This all is not science fiction, but real in scientific laboratories.

And what a robot does in it's spare time? Since robots are very talented, they have many hobbies. Athletic ones can play table tennis, volleyball or soccer. Who is more a thinker plays in chess. Musical talented ones play piano, guitar or flute.

Robots today could be a lot more widely used in the industry. But in a lot of Western-Europe-Society, unlike in asian countries, people have many prejudices, and fears prevail.

Arguments can often be heard, such as:


Robots are too expensive
Most robots are used in serial and small serial serial production. Amortization usually occurs in 1-2 years. Wherever robots can be used, they are always more cost effective than manual production.
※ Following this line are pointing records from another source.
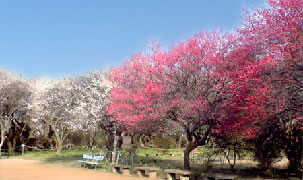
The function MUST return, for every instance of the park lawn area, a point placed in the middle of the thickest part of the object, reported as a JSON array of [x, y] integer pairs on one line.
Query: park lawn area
[[164, 160]]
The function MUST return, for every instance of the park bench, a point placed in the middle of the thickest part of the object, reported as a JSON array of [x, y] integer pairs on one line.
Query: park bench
[[97, 160], [86, 158], [173, 174], [218, 176], [147, 171], [125, 170], [91, 160]]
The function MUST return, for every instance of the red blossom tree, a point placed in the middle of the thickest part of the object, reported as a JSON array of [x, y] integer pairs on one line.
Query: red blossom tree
[[238, 83]]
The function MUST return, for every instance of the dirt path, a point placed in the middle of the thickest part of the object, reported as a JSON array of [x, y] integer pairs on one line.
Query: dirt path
[[20, 169]]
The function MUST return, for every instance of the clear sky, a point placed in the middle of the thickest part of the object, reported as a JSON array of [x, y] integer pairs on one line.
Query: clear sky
[[60, 37]]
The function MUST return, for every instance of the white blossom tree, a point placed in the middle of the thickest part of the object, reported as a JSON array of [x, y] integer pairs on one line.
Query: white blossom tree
[[15, 96], [53, 104], [91, 96]]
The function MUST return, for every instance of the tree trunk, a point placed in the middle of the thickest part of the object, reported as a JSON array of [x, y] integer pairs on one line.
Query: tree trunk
[[189, 148], [2, 136], [59, 142], [115, 147]]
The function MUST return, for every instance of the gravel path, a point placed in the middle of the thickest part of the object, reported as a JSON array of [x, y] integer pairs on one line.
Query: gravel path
[[20, 169]]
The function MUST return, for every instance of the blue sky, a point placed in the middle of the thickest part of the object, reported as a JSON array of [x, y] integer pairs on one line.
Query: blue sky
[[61, 37]]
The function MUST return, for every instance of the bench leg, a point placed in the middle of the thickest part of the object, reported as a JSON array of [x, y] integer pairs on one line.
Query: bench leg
[[126, 172], [152, 175], [140, 173], [171, 176], [115, 170], [184, 177]]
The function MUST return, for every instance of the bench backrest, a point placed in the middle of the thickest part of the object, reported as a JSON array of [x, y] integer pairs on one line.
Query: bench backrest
[[87, 156], [98, 158]]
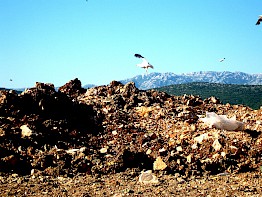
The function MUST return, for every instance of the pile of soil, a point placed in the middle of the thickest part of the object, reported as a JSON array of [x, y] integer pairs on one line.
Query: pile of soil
[[110, 134]]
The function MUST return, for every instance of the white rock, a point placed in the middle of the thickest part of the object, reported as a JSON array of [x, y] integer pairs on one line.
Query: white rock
[[147, 177], [26, 132]]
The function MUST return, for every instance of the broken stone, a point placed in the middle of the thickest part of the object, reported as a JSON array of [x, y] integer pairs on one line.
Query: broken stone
[[159, 164], [148, 177]]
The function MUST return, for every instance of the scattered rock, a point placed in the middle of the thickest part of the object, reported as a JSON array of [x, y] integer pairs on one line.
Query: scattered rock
[[148, 177]]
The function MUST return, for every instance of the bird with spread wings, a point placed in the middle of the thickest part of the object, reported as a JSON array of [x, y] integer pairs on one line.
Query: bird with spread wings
[[145, 64]]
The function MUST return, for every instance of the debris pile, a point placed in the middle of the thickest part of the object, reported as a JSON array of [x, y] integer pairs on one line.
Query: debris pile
[[107, 129]]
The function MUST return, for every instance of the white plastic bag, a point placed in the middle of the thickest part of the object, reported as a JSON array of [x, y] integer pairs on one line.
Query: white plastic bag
[[222, 122]]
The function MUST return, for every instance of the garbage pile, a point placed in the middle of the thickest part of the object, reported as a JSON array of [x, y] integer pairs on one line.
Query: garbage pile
[[107, 129]]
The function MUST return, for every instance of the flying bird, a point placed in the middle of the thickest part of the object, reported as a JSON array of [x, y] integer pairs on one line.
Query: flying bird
[[145, 64], [259, 20], [222, 60]]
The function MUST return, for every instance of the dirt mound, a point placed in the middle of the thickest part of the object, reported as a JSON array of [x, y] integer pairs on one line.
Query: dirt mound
[[108, 129]]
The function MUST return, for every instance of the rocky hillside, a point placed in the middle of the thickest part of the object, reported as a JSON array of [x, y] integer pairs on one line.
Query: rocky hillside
[[154, 80], [113, 128]]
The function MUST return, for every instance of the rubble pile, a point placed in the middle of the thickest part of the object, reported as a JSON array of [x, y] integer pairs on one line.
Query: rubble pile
[[107, 129]]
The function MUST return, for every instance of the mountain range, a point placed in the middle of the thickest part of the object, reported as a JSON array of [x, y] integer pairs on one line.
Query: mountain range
[[155, 80]]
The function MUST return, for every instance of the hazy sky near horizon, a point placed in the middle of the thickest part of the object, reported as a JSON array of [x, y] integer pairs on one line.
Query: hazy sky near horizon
[[54, 41]]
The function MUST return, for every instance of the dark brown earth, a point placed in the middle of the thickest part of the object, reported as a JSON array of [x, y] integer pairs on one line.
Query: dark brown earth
[[98, 142]]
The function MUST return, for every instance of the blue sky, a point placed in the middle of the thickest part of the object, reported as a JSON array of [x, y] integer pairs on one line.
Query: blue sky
[[54, 41]]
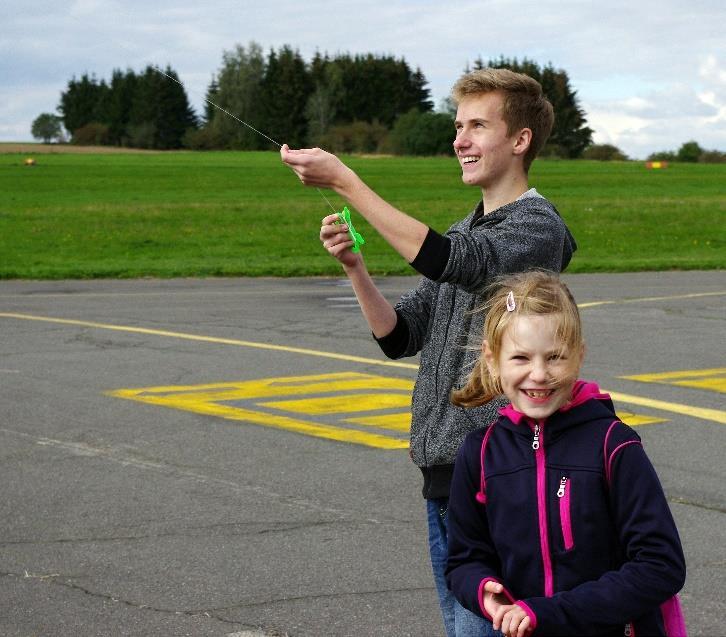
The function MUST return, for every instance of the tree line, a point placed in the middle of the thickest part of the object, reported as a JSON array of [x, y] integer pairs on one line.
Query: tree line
[[345, 103]]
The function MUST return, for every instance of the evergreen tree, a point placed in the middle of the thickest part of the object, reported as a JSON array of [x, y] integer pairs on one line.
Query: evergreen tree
[[160, 113], [240, 92], [286, 89], [118, 108], [79, 102], [212, 96], [47, 127]]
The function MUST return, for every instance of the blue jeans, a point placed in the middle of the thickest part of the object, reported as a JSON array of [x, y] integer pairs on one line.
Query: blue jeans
[[458, 621]]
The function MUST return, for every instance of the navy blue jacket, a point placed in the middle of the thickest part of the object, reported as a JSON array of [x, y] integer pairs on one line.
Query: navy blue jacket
[[569, 515]]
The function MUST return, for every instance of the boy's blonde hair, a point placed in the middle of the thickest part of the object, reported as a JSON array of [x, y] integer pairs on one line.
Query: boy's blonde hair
[[533, 293], [525, 105]]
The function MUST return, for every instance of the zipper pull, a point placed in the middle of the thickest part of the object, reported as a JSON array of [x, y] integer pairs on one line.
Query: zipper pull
[[561, 490]]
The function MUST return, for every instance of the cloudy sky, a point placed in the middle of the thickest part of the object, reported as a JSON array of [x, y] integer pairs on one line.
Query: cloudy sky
[[650, 75]]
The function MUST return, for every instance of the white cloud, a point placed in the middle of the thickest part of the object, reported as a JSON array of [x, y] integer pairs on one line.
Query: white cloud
[[650, 75]]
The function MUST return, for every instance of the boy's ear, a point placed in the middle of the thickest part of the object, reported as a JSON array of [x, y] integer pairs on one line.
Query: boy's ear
[[522, 140]]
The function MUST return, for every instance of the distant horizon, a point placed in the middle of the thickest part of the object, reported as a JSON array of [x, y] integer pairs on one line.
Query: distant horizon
[[649, 77]]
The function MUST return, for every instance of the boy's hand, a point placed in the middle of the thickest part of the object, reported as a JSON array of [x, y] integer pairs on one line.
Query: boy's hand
[[315, 167], [336, 240], [512, 620]]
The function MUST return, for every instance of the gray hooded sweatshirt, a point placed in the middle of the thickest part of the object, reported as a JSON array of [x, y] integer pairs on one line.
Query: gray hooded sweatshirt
[[435, 318]]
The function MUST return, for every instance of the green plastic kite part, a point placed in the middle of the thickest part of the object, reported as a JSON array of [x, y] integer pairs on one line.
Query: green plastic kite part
[[355, 236]]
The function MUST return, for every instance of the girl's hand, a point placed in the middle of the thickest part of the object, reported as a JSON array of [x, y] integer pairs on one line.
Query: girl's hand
[[512, 620], [337, 241], [493, 597]]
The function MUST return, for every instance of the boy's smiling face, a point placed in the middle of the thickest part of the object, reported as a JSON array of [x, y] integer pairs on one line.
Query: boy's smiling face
[[486, 154]]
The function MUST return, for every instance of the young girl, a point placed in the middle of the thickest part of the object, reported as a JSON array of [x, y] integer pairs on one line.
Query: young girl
[[558, 523]]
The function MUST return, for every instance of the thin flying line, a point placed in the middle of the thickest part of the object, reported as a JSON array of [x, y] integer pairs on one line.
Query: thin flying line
[[226, 112], [173, 79]]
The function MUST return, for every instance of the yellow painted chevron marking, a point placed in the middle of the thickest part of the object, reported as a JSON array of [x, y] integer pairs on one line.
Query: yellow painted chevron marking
[[215, 400], [710, 379]]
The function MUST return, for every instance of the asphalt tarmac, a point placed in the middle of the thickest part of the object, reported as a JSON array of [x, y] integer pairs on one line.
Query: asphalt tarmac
[[227, 457]]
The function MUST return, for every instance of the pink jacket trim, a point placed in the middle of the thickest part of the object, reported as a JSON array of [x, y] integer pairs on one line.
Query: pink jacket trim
[[608, 470], [582, 391], [505, 592], [530, 613]]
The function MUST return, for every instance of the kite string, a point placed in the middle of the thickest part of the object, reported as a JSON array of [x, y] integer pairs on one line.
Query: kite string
[[226, 112]]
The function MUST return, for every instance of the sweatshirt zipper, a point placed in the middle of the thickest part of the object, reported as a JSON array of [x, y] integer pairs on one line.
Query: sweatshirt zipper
[[563, 493], [539, 455]]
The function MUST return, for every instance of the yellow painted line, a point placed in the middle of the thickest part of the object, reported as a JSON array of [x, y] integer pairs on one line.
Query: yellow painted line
[[394, 422], [286, 386], [687, 373], [340, 404], [716, 415], [329, 432], [710, 379], [645, 299], [711, 384], [635, 420], [697, 412], [211, 339]]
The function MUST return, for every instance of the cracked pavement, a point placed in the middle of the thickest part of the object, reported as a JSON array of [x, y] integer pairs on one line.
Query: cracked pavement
[[124, 518]]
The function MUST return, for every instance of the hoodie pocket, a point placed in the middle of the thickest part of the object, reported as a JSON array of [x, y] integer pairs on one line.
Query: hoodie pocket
[[563, 493]]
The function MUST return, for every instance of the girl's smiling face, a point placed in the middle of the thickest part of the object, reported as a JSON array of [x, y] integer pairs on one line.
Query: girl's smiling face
[[535, 369]]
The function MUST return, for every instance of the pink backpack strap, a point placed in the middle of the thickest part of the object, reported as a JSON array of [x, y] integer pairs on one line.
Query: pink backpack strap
[[481, 495], [673, 620]]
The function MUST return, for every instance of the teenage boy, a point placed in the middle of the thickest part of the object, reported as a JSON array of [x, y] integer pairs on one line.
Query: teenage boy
[[502, 122]]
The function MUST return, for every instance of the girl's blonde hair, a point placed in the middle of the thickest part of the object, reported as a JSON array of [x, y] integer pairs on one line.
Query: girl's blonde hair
[[527, 294], [525, 104]]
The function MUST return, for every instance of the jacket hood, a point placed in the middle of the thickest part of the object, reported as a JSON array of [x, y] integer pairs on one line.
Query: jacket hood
[[585, 394]]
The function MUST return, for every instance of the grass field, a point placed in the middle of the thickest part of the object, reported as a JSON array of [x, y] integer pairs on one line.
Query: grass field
[[170, 214]]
Robots are too complicated
Robots are much easier to control, as certain common PC-Operating systems.


Robots are job-killers
Right. On the same way as the wheel, the steam engine, the loom, the railway, the combine, the car...

The evolution never stops. Behind that, robots take over a lot of heavy, dangerous or harmful to health jobs and further arise new work fields.


Robots can't do that
This is a very relative statement. Hardly nothing exists in industry today that robots can't accomplish.Only the cost effectiveness must be checked.


Robots can't react to changes
That depends on how many senses they were built with. A fact is that after the introduction of robots always both quality and quantity of products increases. Behind that robots enforce neat work. The Monday-morning or Friday-evening shift-problems are forgotten.

Robots don't get tired, sick (of course they go, but the time they are sick is nothing compared with a human), and don't take time off.